Ironically, the mother of the girl has also called for the young man’s release, according to a published report. She told The Atlanta Journal-Constitution that the boy involved should not have been criminally charged, and that she regretted not asking prosecutors not to charge Mr. Wilson and four other boys at the party at the time of their trials.

“I felt like Douglas County was trying to make an example out of these boys,” Veda Cannon, told The Atlanta Journal-Constitution in what she said was her first interview about the case. “They should have been made to pay for their actions, but not to this severity,” she said.

But in a strange twist, the next day Ms. Cannon softened some of her earlier comments following a visit to her home from a Douglas County prosecutor who had learned of her interview with the newspaper.

Responding to Ms. Cannon’s assertions, county prosecutors said they suspect she is bending to pressure from people supporting the defendants, an assertion she denied.

“She did not want any of this to happen,” Ms. Cannon said of her daughter, according to the newspaper. Ms. Cannon said her daughter misled her into believing that night that she was heading to a friend’s house for a New Year’s Eve party, and that it would be supervised by parents. She said she never would have let her daughter go out that night had she known she was going to a party at a hotel and not at the home of a friend.

Meanwhile, the Georgia Supreme Court set an October date to hear the case, drawing protest from Black leaders from all around the country. The Reverend Joseph Lowery wrote a letter to Georgia Attorney General Thurbert Baker asking: “Where is your conscience, that you would allow this travesty to occur on your watch?”

Charles Steele, President of the Southern Christian Leadership Conference (SCLC), threatened action.

“We will hit the streets to demand the justice that has to date been unavailable from this state’s legal system,” Mr.
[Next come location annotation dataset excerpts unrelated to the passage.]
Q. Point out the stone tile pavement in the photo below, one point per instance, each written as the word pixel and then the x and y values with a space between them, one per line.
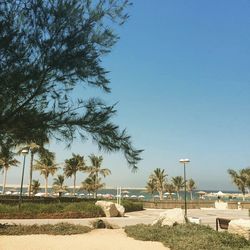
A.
pixel 147 216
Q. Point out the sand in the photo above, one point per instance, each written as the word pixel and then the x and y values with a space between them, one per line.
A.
pixel 101 239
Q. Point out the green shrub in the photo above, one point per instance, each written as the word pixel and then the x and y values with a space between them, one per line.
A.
pixel 131 206
pixel 57 229
pixel 188 237
pixel 85 209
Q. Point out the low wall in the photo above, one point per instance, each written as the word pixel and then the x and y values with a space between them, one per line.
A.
pixel 178 204
pixel 197 204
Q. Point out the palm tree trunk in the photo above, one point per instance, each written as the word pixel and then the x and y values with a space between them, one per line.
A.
pixel 4 179
pixel 178 195
pixel 161 195
pixel 31 171
pixel 74 188
pixel 46 186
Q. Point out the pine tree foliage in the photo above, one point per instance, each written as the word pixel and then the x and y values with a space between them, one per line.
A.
pixel 47 50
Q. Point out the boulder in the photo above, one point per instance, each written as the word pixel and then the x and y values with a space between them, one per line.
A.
pixel 108 208
pixel 121 209
pixel 220 205
pixel 194 220
pixel 170 217
pixel 240 227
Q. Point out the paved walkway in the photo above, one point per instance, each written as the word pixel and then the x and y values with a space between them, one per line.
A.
pixel 147 216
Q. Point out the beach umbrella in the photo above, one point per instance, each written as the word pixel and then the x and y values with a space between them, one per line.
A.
pixel 125 192
pixel 220 193
pixel 201 192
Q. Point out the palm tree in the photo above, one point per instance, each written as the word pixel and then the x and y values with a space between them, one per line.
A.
pixel 92 184
pixel 178 183
pixel 46 165
pixel 6 161
pixel 151 186
pixel 159 178
pixel 72 166
pixel 240 179
pixel 35 187
pixel 33 148
pixel 95 170
pixel 191 185
pixel 170 188
pixel 58 184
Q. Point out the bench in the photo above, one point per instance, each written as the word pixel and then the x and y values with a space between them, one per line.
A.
pixel 222 222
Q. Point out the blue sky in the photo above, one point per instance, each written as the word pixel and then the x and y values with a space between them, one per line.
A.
pixel 180 74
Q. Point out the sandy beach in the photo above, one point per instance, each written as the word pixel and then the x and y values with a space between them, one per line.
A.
pixel 101 239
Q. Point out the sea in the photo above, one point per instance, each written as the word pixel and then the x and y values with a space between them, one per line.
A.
pixel 134 193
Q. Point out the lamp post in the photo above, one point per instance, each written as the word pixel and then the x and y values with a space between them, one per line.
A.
pixel 184 162
pixel 24 153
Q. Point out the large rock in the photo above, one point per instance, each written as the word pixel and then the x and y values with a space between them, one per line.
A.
pixel 121 209
pixel 109 208
pixel 170 217
pixel 240 227
pixel 220 205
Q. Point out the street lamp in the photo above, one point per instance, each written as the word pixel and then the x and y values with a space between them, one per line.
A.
pixel 184 162
pixel 24 153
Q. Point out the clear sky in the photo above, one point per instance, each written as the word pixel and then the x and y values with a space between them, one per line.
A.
pixel 180 74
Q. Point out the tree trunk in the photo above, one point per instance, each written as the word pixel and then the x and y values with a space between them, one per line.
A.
pixel 46 186
pixel 74 187
pixel 191 195
pixel 31 171
pixel 4 179
pixel 161 195
pixel 178 195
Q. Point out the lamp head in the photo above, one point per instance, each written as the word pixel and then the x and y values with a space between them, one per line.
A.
pixel 184 160
pixel 25 151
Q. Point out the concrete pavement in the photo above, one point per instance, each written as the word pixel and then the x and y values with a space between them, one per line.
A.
pixel 146 216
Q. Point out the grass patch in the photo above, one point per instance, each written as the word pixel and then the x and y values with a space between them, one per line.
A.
pixel 85 209
pixel 57 229
pixel 188 237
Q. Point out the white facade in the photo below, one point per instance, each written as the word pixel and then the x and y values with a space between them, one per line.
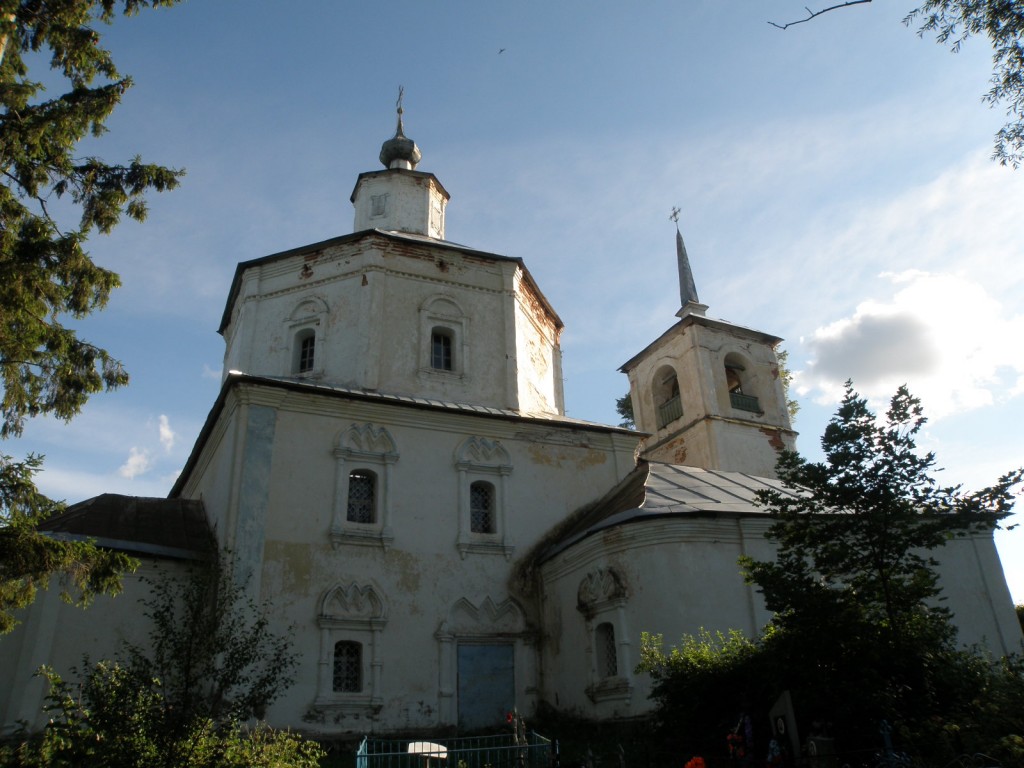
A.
pixel 390 461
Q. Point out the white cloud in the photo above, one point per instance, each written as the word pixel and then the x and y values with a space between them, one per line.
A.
pixel 941 334
pixel 167 435
pixel 138 463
Steele told an Atlanta rally, according to published reports.

But Georgia’s Republican Gov. Sonny Perdue suggested the case is casting Georgia “in an unfair light,” suggesting the Superior Court judge who ordered Mr. Wilson’s release may have “overstepped his bounds” by re-sentencing Mr. Wilson.

This kind of case is nothing new, as America’s modernized Jim Crow laws continue to be perpetrated against Black people–Black men and boys in particular.

Emmet Till: A 14-year-old Black boy from Chicago visiting his family in the South in the summer of 1955, who was savagely murdered by two White men. His body was found dumped in the Mississippi Delta. A jury of 12 White men found those accused of the heinous crime innocent and the case to this day has not been resolved.

Oliver X Beasley: A follower of the Honorable Minister Louis Farrakhan who worked hard to combat gang violence and drug selling, was shot in the head by sheriff’s deputies of the Los Angeles Police Department (LAPD) in January 1990. Brother Oliver’s killers were never charged with a crime and remain free.

Devin Brown: A 13-year-old Black boy who was another casualty of LAPD, when an officer shot him to death in 2005. City prosecutors decided not to file charges against the officer, who remains free.

Amadou Diallo: A 23-year-old immigrant from Guinea who was shot and killed in February 1999 by four New York Police Department (NYPD) officers when they fired 41 rounds of ammunition. In 2001, the Justice Department stated it will not charge the officers for their involvement in his death.

Sean Bell: In a case reminiscent of Mr. Diallo’s, Mr. Bell was killed by NYPD officers in November 2006, the night before his wedding, when they fired at least 50 shots–four striking him. Mr. Bell was unarmed, and only three of the five officers involved in the shooting were indicted by grand jury.